Selon eux, dans un corps humain bien proportionné, le nombril diviserait la hauteur conformément à la proportion du nombre d’or. Neroman montre dans son ouvrage particulièrement néfaste, paru en 1945 et souvent réédité, un certain nombre de dessins de femmes nues de différents peuples, et mesure l’emplacement du nombril (à droite). Eh bien, d’après ces pseudo-démonstrations, la Vénus de Milo est parfaite, elle a le nombril d’or. De même la femme européenne blonde. Mais la femme juive et la négrille d’Afrique équatoriale sont très mal proportionnées, signe que leurs races n’ont pas atteint la maturité ! Sans commentaire.
Ainsi, tout au long de l’histoire des utilisations théoriques du nombre d’or, on le trouve instrumentalisé, soit par des métaphysiciens (Pacioli, l’école de Beuron, le chanoine Jean Bétous, usages islamiques), soit par des idéologues de la supériorité de la race blanche, voire germanique (Zeising, Ghyka, Neroman). Coïncidence ? Les artistes qui s’y réfèrent après Ghyka sont vichyssois (Denis, Le Corbusier).

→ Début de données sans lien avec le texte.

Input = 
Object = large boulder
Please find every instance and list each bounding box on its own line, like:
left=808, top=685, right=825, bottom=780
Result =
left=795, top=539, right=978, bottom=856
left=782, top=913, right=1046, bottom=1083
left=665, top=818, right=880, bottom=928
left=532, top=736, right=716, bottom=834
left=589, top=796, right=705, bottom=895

L'objectif et l'enjeu sont de brouiller la frontière entre science et croyance, ce que Popper appelait la démarcation. Pour simplifier, selon ce grand théoricien de l'épistémologie (qui est l'étude des sciences), les énoncés scientifiques se démarquent fondamentalement des énoncés métaphysiques : les premiers sont réfutables et provisoires, les seconds se prétendent irréfutables et définitifs. Evidemment, dans les faits, la frontière n'est pas tracée au cordeau, et des zones de flou peuvent subsister. Et d'autres critères distinguent une théorie scientifique d'une idéologie métaphysique. Mais pour l'essentiel, il ne peut y avoir recherche de vérités scientifiques sans volonté de rompre avec toutes les explications par le surnaturel. Ce n'est pas nier le surnaturel, ce n'est pas condamner les religions, ce n'est pas interdire les utopies. C'est les rendre conscients de ce qu'ils sont. Le nombre d'or est un objet mathématique incontestable. De l'autre côté de la ligne de démarcation, c'est une construction idéologique et magique, une supercherie et un objet de crédulité. Faire passer ces croyances pour de la science est assez facile pour des imposteurs talentueux. (paragraphe ajouté le 23/05/18)
Ce sont bien les sous-entendus métaphysiques ou idéologiques qui expliquent qu’un nombre en soi bien innocent suscite des engouements tels qu’ils conduisent à inventer de fausses citations, tricher sur des diagrammes, imaginer des transmissions improbables de secrets millénaires… A nous de réveiller la raison, et de ne pas nourrir les monstres.